I like the idea of an administration success card. For example,I wonder how many administrators would work in the summer if they were not paid to do so - yet they expect us to do just that (dept, chair responsibilities). Yes, more full-time faculty would help handle the workload in and out of the classroom, especially in key areas (math, English, etc.). Again, I hope the board is paying attention to this discussion today.
It seems that IVC does pretty good with students who are underprepared for college - but those who are prepared do less well (see "persistence"). Perhaps more support is needed? I think those "prepared" students are often (I find) less likely to work hard in class. They may have got through high school all too easily and think this is the same.
IVC's remedial math scores are way low too. What's up with that?
The F/T faculty percentages are pretty embarrassing (And it explains the malaise and overwork by F/T and P/t alike.) Isn't there some kind of state law that mandates a higher percentage? What can we do to address this?
Some departments fight against hiring more fulltimers so they can teach overload and rake in the big bucks. Just sayin'. I'd like the see the percentages for certain departments (math and English). Does the Office of Instruction have these figures? Does the Office sanction these large lecture classes that have such poor retention and completion rates?
Beware of drawing too many conclusions too quickly from this. There are many problems with a "scorecard" approach to college education. Consider the inherent presumption that everyone who enrolls can - or should - succeed - whatever that means. (completion? persistence?) Not every student is capable. Not every student is willing. (But yes - hire more full time faculty please.)
Why hasn't the district (or the college) shared this information yet? it's interesting - but, of course, not everything.

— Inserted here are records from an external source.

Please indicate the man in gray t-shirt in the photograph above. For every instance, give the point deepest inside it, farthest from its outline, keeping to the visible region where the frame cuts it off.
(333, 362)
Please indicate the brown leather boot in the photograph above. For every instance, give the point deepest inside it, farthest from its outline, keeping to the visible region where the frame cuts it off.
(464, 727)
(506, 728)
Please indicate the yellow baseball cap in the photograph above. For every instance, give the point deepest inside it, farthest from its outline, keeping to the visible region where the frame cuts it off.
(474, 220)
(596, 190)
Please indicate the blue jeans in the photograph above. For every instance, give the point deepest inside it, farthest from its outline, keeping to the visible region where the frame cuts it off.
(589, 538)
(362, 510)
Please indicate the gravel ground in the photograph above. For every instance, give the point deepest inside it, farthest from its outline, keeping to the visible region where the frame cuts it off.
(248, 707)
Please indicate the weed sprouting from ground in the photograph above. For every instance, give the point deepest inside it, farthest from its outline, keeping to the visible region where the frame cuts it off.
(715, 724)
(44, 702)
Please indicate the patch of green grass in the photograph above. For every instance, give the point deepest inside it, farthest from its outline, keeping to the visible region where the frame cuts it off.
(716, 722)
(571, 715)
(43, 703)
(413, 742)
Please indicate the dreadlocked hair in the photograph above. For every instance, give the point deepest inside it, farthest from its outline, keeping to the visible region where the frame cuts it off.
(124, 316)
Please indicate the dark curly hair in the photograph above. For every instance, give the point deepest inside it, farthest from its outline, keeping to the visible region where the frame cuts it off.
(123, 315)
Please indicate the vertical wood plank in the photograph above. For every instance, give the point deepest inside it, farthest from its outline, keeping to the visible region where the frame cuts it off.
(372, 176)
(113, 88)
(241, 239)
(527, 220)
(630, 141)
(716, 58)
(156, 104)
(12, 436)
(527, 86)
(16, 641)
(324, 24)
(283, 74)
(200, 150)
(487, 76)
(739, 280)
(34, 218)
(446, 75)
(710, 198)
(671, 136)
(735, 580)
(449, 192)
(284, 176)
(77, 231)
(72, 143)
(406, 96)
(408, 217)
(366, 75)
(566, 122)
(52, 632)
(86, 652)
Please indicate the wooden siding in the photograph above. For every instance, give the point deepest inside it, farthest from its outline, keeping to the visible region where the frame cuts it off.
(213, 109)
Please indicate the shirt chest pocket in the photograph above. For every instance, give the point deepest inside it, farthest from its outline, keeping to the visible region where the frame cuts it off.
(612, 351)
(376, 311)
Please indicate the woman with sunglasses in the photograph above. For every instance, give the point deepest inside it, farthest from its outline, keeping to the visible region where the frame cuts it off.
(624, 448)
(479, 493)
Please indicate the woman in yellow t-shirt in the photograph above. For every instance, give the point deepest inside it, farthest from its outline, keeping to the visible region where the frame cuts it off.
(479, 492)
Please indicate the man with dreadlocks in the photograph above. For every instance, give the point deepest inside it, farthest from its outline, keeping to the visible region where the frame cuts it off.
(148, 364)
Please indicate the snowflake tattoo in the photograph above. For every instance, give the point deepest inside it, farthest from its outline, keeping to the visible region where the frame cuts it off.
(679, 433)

This scorecard may be yet another example of a well-intentioned idea that could turn into a very confusing tool. Most people, or at least most students and parents who read these numbers, may have difficulty interpreting them, and some of the results could be used to justify any number of things, both good and bad.
Take ESL at IVC as an example, in the "Remedial" tab. It shows that only 14% of credit students who started below transfer level(in ESL, one must assume) completed a transfer-level course in the same discipline (ESL, in this case)within a 6 year period through 2011-2012. At some colleges there are quite a few levels below the transfer-level in ESL. Shouldn't that be a factor? Wouldn't it be better to set a specific level below the transfer level and begin there? Just asking.
First of all, what is a "credit student?" Is it a student who is taking only credit courses and does not include students who take some non-credit courses? It would be useful to know what is meant by that label. Some community colleges have large noncredit ESL programs. Others, like IVC, have very small non-credit ESL offerings.
Second, the insinuation here is that not completing a college-level course in the same discipline may be undesirable. Fair enough. But in the case of ESL, there are students who have no intention of completing a transfer-level ESL course, for a wide variety of reasons: they just want to improve their English skills; they have a degree from a foreign university and want to brush up on specific skills, e.g., vocabulary, reading, conversation, idioms; they are returning moms or retired professionals who have no intention of seeking a degree but want to enhance their knowledge of English. Then there are ESL students who stop short of completing a transfer-level ESL course (there is only one)because they take the regular English placement test and place into the native-speaker English sequence. The picture becomes much more complex as we dig a bit deeper into these details.
The big question, therefore, is knowing what do these numbers really mean and how they can be used by faculty and administrators to help students succeed at our institution and reach their educational goals, whatever they may be. I am not sure that the data presented here gets us closer to the answer, at least not its present form.
Yes, the numbers are problematic - though I think the one about our low percentage of full- time faculty members is one whose implications are clear.